Lors de l’éclatement de la guerre mondiale, Roy et ses partisans appelèrent à soutenir inconditionnellement la Grande-Bretagne dans le conflit: c’est la lutte pour l’indépendance qui devait maintenant être mise de côté jusqu’à la fin de la guerre. Roy et ses partisans furent alors expulsés du parti du Congrès. Gandhi et les autres dirigeants du parti dénonçaient le soutien au colonisateur en guerre comme une trahison de la lutte indépendantiste: les positions respectives prises lors de la première guerre mondiale par Gandhi et Roy étaient ainsi complètement inversées!

Acceptant le financement des autorités britanniques pour faire vivre son petit mouvement, Roy tenta, sans doute sur leur conseil, de créer un mouvement syndical pro-guerre en scissionant les syndicats existants. Le nationaliste révolutionnaire qui s’était embarqué en 1915 dans un tour du monde à la recherche d’argent et armes pour déclencher l’insurrection contre la domination des colonialistes anglais, finissait dans la peau du vendu à ces mêmes colonialistes! Entre temps il était passé de la lutte pour la révolution communiste mondiale à la défense de la théorie du socialisme dans un seul pays.

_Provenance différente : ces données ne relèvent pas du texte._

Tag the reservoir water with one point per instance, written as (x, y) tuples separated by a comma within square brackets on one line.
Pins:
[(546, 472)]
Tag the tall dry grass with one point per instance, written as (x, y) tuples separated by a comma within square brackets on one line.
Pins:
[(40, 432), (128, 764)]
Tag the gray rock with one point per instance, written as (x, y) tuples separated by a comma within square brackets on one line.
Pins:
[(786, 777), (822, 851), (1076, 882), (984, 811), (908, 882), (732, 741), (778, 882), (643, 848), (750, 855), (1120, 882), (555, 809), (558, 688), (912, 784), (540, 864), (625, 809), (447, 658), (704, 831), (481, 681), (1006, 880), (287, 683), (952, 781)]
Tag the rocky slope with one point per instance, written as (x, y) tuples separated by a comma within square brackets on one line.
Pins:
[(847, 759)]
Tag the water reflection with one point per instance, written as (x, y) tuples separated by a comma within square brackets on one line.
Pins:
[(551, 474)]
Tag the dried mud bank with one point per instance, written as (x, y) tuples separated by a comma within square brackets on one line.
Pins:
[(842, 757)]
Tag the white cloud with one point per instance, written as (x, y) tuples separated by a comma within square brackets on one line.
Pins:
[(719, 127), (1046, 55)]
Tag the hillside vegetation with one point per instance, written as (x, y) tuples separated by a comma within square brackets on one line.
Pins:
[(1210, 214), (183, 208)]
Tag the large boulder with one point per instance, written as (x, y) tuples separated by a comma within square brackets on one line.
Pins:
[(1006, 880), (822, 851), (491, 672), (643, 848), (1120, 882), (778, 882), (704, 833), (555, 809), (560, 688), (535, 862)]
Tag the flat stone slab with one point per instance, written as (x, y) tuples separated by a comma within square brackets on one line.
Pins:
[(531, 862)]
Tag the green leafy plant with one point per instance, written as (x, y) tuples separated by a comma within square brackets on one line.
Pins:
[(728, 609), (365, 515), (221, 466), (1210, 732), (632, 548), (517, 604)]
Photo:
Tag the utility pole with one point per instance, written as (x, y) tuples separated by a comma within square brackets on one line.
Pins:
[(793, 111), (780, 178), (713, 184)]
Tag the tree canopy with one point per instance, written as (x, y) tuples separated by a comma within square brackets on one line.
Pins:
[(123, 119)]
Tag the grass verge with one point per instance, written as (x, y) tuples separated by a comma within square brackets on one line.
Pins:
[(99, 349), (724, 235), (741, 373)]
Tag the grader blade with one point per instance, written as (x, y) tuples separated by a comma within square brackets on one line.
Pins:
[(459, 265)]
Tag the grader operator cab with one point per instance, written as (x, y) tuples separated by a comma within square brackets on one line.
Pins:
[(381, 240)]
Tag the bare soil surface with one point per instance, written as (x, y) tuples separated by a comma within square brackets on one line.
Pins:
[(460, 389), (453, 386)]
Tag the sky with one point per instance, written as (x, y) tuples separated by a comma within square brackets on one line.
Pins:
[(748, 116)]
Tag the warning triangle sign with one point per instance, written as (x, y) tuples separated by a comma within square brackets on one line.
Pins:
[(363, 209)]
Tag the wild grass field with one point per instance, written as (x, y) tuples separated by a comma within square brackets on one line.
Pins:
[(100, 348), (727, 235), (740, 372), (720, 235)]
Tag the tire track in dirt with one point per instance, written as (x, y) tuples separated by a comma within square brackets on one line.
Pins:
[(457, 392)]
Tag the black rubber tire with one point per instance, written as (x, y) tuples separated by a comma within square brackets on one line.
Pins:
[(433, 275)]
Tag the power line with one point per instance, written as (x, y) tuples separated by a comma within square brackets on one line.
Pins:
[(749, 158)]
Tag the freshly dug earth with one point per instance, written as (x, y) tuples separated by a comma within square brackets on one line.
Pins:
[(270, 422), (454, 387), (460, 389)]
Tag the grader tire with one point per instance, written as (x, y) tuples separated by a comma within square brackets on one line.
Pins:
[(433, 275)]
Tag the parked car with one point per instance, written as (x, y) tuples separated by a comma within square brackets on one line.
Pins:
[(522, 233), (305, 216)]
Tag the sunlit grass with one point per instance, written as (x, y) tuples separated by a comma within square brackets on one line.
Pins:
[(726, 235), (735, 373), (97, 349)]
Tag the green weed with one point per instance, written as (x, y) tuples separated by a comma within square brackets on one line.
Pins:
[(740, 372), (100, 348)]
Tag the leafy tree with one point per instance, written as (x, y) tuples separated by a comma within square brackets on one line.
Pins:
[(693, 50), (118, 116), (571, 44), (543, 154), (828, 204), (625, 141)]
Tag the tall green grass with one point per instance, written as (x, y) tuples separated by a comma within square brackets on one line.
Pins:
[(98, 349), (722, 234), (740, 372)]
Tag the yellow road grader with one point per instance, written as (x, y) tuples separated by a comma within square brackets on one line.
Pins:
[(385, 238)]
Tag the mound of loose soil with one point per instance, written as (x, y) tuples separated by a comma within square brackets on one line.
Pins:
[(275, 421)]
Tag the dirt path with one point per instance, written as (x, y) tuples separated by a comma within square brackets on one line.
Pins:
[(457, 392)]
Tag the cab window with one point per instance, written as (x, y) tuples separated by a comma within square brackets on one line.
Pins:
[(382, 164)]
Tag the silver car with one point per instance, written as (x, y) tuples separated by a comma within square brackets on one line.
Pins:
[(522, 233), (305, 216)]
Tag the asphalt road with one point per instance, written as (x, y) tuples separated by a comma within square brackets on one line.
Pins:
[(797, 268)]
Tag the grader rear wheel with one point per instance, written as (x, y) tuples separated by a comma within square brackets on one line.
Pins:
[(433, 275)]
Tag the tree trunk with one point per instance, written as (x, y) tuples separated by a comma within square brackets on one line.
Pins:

Les lois de l’histoire sont implacables et les individus en eux-mêmes ne pèsent rien par rapport aux forces sociales qui s’affrontent sur la scène historique. Lorsque celui-ci fut exclu de l’Internationale, Trotsky écrivit de Roy qu’il n’était que «le digne disciple de Staline» (6). Il serait plus juste de dire que Roy comme Staline n’étaient que l’instrument des forces politiques et sociales anti-prolétariennes auxquelles ils s’étaient soumis.

La contre-révolution se fraye un chemin non seulement en massacrant les révolutionnaires, mais aussi et surtout en transformant en ses agents ceux qui n’ont pas la force de défendre envers et contre tout les positions programmatiques et politiques correctes de la classe exploitée.

 


 

(1) Il ne nous semble pas utile de dire grand chose des thèses particulières de Michel Naumann. Anti-marxiste (il se réfère au PSU - un petit parti de gauche dirigé par Rocard, qui fusionna avec le PS de Mitterrand), parsemant son texte de références pseudo-philosophiques obscures, il fait grand cas du «dépassement» du marxisme ouvertement revendiqué par Roy après 1945: en réalité celui-ci avait déjà renié le marxisme en pratique depuis bien longtemps. D’autre part Naumann ne semble pas s’être rendu compte que Roy exécutait la politique de l’Internationale et non sa politique propre...

(2) Lorsqu’il fut envoyé en Chine, il y retrouva Borodine qui était conseiller auprès des militaires nationalistes. Roy reprocha à Borodine d’interdire au PC Chinois toute action qui pourrait porter atteinte aux intérêts des militaires et des bourgeois.

(3) cf «M. N. Roy Memoirs», Bombay 1964, p. 270.

(4) cf «Selected Works of M. N. Roy», New Dehli 1987, vol. 1, pp. 160-164.

(6) Voir «Le Deuxième Congrès de l’I.C.: un sommet et une croisée des chemins», Programme Communiste n°60.

(5) cf «Staline et Roy», septembre 1930, Writings of Leon Trotsky (1930), Pathfinder 1975.